我跟著周志強鉆進一輛面包車,車里擠滿了和我一樣風塵仆仆的乘客。窗外閃過一棟棟在建的高樓,馬路兩旁的招牌五顏六色,到處都是工地和商店,喧囂得讓我頭暈目眩。
“現在后悔還來得及,”周志強突然說,“我聽說廠里又收了一批老鄉,都是專科生,做流水線。”
“我不后悔,”我猶豫了一下,“信里你說的那些,是真的嗎?”
周志強的眼神閃爍了一下:“差不多吧,就是可能要先吃點苦。咱老鄉都是從底層做起的,沒有人一來就能當經理。”
下車后,我們七拐八拐進了一條窄巷,兩邊是低矮的樓房,晾曬的衣服在風中搖曳。周志強停在一棟三層小樓前,領著我爬上二樓,推開了一扇掉漆的鐵門。
“到家了,”他說,“暫時委屈你了。”
房間大約十五平米,里面已經住了三個人,分別來自湖南和江西,都是周志強的老鄉。兩張上下鋪的床幾乎占據了整個空間,中間只剩一條窄道。床頭堆放著各種雜物,墻上貼著幾張明星海報,一個小風扇在角落里艱難地轉動著。
“你睡這個下鋪,跟我一起,”周志強指了指靠窗的床,“東西放這邊的箱子里,洗澡在樓下,一次兩塊錢。”
我點點頭,把行李放下,坐在床沿上。這與我想象中的廣東生活相去甚遠,比起信中描述的“小日子過得不錯”,眼前的一切顯得如此擁擠簡陋。
“別發愣了,”周志強拍拍我的肩膀,“收拾完咱出去轉轉,帶你見見世面。

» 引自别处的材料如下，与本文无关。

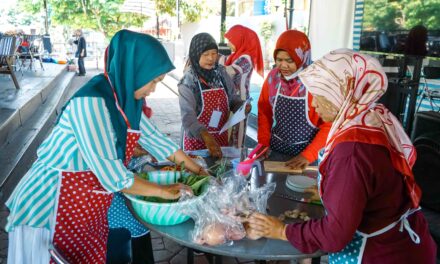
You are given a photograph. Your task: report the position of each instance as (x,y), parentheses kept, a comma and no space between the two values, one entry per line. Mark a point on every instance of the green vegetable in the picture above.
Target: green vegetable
(143,175)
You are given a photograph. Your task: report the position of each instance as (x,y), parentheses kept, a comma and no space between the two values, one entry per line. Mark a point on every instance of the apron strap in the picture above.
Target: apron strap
(404,223)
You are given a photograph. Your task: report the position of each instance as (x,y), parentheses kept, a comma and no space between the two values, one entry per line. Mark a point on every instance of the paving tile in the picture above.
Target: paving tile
(157,243)
(155,235)
(162,255)
(245,261)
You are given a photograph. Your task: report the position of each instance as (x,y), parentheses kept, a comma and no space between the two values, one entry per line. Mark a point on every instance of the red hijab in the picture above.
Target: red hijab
(246,42)
(297,44)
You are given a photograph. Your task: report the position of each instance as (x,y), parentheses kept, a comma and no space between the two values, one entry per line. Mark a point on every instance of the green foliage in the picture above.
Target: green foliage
(105,15)
(99,15)
(401,14)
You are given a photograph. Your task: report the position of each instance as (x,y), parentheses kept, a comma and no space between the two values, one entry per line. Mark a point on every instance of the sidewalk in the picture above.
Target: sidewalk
(166,116)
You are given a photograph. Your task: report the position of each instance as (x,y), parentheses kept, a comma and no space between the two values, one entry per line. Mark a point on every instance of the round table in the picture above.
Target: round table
(262,249)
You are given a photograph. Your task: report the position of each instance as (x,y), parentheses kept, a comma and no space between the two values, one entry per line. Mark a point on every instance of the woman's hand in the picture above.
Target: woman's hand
(298,162)
(267,154)
(248,109)
(212,145)
(314,191)
(173,191)
(139,151)
(266,226)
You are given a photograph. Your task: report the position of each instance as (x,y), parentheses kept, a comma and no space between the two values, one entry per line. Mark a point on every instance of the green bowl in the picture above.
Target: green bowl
(161,213)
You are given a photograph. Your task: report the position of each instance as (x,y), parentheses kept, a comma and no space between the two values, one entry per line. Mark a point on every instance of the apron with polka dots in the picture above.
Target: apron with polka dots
(214,99)
(353,252)
(81,227)
(292,130)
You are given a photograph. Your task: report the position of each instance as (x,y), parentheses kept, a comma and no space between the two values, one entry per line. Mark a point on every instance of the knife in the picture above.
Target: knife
(298,199)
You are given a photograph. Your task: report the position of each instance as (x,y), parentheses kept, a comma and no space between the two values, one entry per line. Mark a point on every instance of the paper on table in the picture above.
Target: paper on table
(236,117)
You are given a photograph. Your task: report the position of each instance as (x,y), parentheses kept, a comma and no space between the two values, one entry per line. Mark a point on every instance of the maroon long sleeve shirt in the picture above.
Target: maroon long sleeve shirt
(362,191)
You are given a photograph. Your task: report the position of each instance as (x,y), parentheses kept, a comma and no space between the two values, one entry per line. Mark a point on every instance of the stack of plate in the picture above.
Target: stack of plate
(299,183)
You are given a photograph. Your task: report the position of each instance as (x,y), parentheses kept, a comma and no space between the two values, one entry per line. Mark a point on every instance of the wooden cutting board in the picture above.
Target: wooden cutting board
(278,166)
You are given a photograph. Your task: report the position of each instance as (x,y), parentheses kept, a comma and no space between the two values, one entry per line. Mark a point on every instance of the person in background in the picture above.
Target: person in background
(245,58)
(206,97)
(415,44)
(366,185)
(82,163)
(81,51)
(287,122)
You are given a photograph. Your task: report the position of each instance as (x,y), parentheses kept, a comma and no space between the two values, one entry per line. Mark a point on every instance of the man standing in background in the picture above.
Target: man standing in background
(81,51)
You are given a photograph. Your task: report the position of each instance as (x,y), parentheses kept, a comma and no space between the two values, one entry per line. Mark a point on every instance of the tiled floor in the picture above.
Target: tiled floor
(167,118)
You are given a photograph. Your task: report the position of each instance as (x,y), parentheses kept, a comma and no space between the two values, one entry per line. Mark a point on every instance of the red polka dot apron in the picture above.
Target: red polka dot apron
(81,227)
(213,100)
(292,129)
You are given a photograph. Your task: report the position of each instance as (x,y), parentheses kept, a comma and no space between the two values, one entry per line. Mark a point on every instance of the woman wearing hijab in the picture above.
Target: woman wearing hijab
(246,56)
(287,122)
(206,96)
(64,198)
(366,182)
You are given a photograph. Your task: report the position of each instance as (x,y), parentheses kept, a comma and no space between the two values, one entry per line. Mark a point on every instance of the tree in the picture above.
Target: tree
(103,16)
(400,14)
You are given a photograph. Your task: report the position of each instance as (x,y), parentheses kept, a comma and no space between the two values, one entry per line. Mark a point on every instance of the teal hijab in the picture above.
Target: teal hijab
(132,60)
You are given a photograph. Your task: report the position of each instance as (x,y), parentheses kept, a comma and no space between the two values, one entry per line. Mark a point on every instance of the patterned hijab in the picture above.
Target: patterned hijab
(246,42)
(199,44)
(354,82)
(132,60)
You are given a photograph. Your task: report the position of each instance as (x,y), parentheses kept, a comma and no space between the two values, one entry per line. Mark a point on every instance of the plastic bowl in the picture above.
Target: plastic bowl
(161,213)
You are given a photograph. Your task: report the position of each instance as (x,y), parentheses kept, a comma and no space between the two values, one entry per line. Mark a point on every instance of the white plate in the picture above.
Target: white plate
(299,182)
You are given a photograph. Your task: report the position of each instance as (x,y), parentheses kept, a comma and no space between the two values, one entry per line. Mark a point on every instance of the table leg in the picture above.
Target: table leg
(189,256)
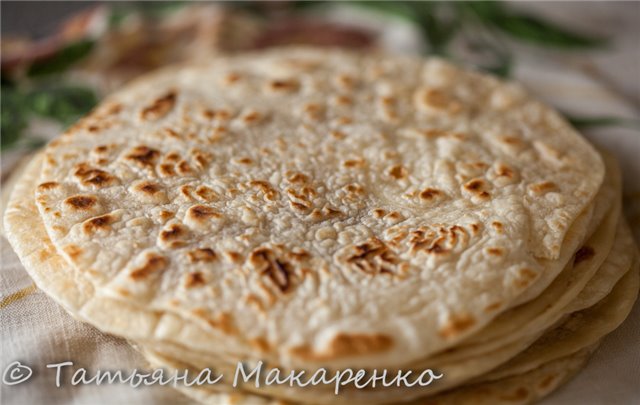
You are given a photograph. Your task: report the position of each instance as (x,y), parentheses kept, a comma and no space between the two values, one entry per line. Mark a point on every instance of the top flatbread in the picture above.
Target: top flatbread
(321,206)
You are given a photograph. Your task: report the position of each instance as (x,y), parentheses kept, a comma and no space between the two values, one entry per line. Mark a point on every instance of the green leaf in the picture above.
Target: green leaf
(13,117)
(602,121)
(62,60)
(402,9)
(535,30)
(528,28)
(65,104)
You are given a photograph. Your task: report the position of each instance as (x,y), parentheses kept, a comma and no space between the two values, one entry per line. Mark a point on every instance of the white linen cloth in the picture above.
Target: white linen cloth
(36,331)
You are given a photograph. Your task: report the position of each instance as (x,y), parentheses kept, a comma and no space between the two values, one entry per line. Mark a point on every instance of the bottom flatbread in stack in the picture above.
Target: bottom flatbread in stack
(552,358)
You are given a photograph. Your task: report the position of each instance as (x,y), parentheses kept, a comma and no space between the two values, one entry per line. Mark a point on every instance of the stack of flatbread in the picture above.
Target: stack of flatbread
(325,209)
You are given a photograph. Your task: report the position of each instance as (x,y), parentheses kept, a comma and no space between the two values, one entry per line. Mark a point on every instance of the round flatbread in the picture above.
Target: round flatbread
(320,206)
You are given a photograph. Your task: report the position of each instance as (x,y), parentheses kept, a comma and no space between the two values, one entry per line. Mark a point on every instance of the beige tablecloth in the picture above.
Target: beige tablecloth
(36,332)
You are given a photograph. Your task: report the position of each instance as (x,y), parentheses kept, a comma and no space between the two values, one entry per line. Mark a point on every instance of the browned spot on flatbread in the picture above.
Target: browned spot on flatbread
(430,194)
(206,193)
(202,255)
(584,253)
(49,185)
(73,251)
(518,395)
(81,202)
(153,264)
(283,85)
(544,187)
(95,224)
(547,381)
(346,345)
(194,279)
(495,251)
(160,107)
(260,343)
(525,277)
(456,325)
(143,155)
(493,306)
(278,271)
(202,213)
(398,172)
(222,321)
(173,233)
(148,187)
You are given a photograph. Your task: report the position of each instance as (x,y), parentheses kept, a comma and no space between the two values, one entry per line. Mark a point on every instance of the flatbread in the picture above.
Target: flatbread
(76,293)
(296,198)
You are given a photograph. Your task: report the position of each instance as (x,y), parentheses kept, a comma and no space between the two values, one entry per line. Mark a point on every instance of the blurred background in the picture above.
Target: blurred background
(59,58)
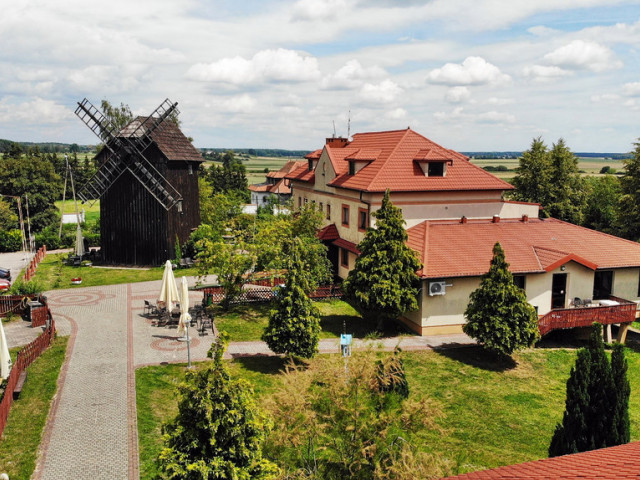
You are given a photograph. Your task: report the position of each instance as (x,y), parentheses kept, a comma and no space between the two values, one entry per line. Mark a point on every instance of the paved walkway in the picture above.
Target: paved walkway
(92,430)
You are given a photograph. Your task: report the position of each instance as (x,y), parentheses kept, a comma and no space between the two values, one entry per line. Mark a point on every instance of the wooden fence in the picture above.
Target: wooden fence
(214,295)
(25,357)
(585,316)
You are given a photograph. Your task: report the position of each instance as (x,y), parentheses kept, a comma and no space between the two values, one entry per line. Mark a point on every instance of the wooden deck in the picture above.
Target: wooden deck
(624,312)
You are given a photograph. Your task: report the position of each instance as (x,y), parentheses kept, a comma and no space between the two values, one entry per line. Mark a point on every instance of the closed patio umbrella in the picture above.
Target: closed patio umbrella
(79,242)
(185,318)
(5,359)
(169,290)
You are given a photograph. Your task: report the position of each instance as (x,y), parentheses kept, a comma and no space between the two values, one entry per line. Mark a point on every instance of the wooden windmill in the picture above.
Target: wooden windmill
(147,185)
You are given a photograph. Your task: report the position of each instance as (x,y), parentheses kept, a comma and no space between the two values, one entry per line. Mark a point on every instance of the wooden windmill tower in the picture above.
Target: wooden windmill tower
(147,183)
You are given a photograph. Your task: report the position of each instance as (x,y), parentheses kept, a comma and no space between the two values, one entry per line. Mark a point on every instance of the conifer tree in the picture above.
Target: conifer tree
(629,206)
(294,325)
(533,174)
(596,413)
(621,427)
(217,433)
(383,284)
(498,314)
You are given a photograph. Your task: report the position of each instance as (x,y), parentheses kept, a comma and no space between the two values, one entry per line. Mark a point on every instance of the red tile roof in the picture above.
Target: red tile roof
(455,249)
(613,463)
(394,158)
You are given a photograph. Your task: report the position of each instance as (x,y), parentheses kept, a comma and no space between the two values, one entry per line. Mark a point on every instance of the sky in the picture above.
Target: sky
(471,75)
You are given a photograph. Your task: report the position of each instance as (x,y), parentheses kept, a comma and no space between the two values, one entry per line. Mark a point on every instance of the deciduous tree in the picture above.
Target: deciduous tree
(383,284)
(218,432)
(498,314)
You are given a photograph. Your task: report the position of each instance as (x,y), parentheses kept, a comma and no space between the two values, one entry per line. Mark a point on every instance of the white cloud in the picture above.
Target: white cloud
(457,94)
(632,89)
(351,75)
(279,65)
(37,111)
(584,55)
(544,73)
(384,92)
(473,71)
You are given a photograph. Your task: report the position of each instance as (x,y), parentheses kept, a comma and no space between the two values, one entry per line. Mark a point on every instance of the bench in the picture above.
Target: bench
(19,384)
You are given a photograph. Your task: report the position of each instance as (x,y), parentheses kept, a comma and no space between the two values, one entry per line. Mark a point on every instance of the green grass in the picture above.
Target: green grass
(247,322)
(53,274)
(492,414)
(21,438)
(91,212)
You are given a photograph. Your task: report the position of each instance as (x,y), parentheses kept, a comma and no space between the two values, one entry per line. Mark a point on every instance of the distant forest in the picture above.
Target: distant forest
(212,153)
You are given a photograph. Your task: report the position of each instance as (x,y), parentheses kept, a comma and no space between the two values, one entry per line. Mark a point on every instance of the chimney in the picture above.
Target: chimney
(337,142)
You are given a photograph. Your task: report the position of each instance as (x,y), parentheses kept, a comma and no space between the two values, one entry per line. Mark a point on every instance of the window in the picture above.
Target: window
(344,258)
(363,219)
(602,284)
(345,215)
(435,169)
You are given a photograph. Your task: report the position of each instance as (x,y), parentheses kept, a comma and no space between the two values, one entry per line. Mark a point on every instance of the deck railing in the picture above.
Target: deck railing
(574,317)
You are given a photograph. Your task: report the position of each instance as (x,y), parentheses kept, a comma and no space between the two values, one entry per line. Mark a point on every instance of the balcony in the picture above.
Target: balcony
(613,311)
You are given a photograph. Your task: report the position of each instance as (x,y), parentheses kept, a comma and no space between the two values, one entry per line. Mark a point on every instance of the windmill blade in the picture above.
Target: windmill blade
(102,180)
(104,129)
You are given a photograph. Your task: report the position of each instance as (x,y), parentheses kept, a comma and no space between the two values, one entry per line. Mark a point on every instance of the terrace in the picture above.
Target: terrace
(614,310)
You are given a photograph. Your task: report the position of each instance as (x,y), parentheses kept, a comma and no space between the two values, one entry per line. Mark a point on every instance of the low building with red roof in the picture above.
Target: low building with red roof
(455,212)
(613,463)
(275,185)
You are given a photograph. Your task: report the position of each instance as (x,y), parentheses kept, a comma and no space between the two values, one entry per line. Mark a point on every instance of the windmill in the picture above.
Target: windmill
(127,153)
(142,213)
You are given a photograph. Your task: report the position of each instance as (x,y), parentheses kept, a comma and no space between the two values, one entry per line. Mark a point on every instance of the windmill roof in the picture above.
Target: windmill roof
(169,139)
(614,463)
(449,248)
(393,161)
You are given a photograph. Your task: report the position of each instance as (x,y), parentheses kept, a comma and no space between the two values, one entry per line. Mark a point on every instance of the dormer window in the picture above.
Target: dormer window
(436,169)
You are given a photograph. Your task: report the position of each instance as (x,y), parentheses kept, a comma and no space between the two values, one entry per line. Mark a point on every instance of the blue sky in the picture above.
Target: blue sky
(468,74)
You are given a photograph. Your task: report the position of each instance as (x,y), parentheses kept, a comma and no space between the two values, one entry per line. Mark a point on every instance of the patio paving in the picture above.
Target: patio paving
(92,430)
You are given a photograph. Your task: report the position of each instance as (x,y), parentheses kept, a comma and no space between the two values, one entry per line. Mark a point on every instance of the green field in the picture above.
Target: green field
(492,414)
(92,212)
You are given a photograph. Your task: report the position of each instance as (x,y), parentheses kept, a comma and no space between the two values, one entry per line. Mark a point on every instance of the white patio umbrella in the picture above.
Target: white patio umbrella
(79,242)
(169,290)
(5,359)
(185,318)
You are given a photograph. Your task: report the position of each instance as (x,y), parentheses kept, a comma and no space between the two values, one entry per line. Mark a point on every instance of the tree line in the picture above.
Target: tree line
(550,176)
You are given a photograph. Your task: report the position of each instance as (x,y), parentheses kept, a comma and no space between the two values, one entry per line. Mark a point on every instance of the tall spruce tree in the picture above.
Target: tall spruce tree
(533,174)
(621,426)
(383,284)
(566,196)
(294,325)
(596,413)
(218,433)
(629,206)
(498,314)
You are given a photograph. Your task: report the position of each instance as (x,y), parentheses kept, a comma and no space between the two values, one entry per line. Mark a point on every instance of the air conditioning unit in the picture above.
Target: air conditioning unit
(437,288)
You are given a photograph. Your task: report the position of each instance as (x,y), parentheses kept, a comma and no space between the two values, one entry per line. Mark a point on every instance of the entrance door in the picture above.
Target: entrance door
(559,290)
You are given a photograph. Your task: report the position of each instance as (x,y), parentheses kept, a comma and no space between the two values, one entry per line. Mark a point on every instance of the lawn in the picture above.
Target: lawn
(247,322)
(53,274)
(492,414)
(21,438)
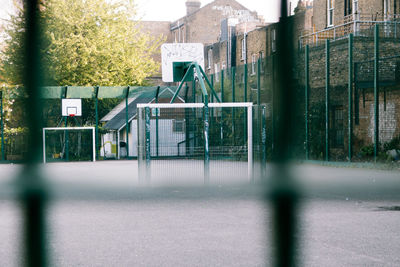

”
02
深圳的街頭比我想象中還要熱鬧。周志強帶著我穿過一條商業街,指著各種店鋪向我介紹。錄像廳門口排著長隊,卡拉OK廳里傳出嘈雜的歌聲,小攤上擺滿了各種新奇的物品——有些我認識,比如隨身聽和電子表;有些則聞所未聞,周志強說那是從香港帶過來的。
“看見沒,這些都是最新潮的東西,”周志強的語氣中充滿驕傲,“老家連見都見不到。”
我點點頭,目不暇接地看著街上的一切。年輕女孩們穿著花花綠綠的衣服,染著時髦的發型;男孩們戴著墨鏡,蹬著摩托車呼嘯而過;到處都是粵語的吆喝聲,我一句也聽不懂。
“吃宵夜去,”周志強拉著我拐進一條燈光昏暗的小巷,“正宗的廣東味,包你吃了忘不了。”
大排檔的塑料桌椅擺得密密麻麻,我們好不容易擠到一張桌前坐下。周志強熟練地用粵語點了一堆菜,然后向我擠擠眼睛。
“這邊的老板都認識我,有時候會多給點肉。”
燒烤和啤酒很快上桌,周志強舉起杯子:“來,慶祝你南下打拼的第一天!”
啤酒下肚,我感到一陣輕松。也許一切沒那么糟,我想。我告訴周志強我已經辭職,準備在廣東長期發展。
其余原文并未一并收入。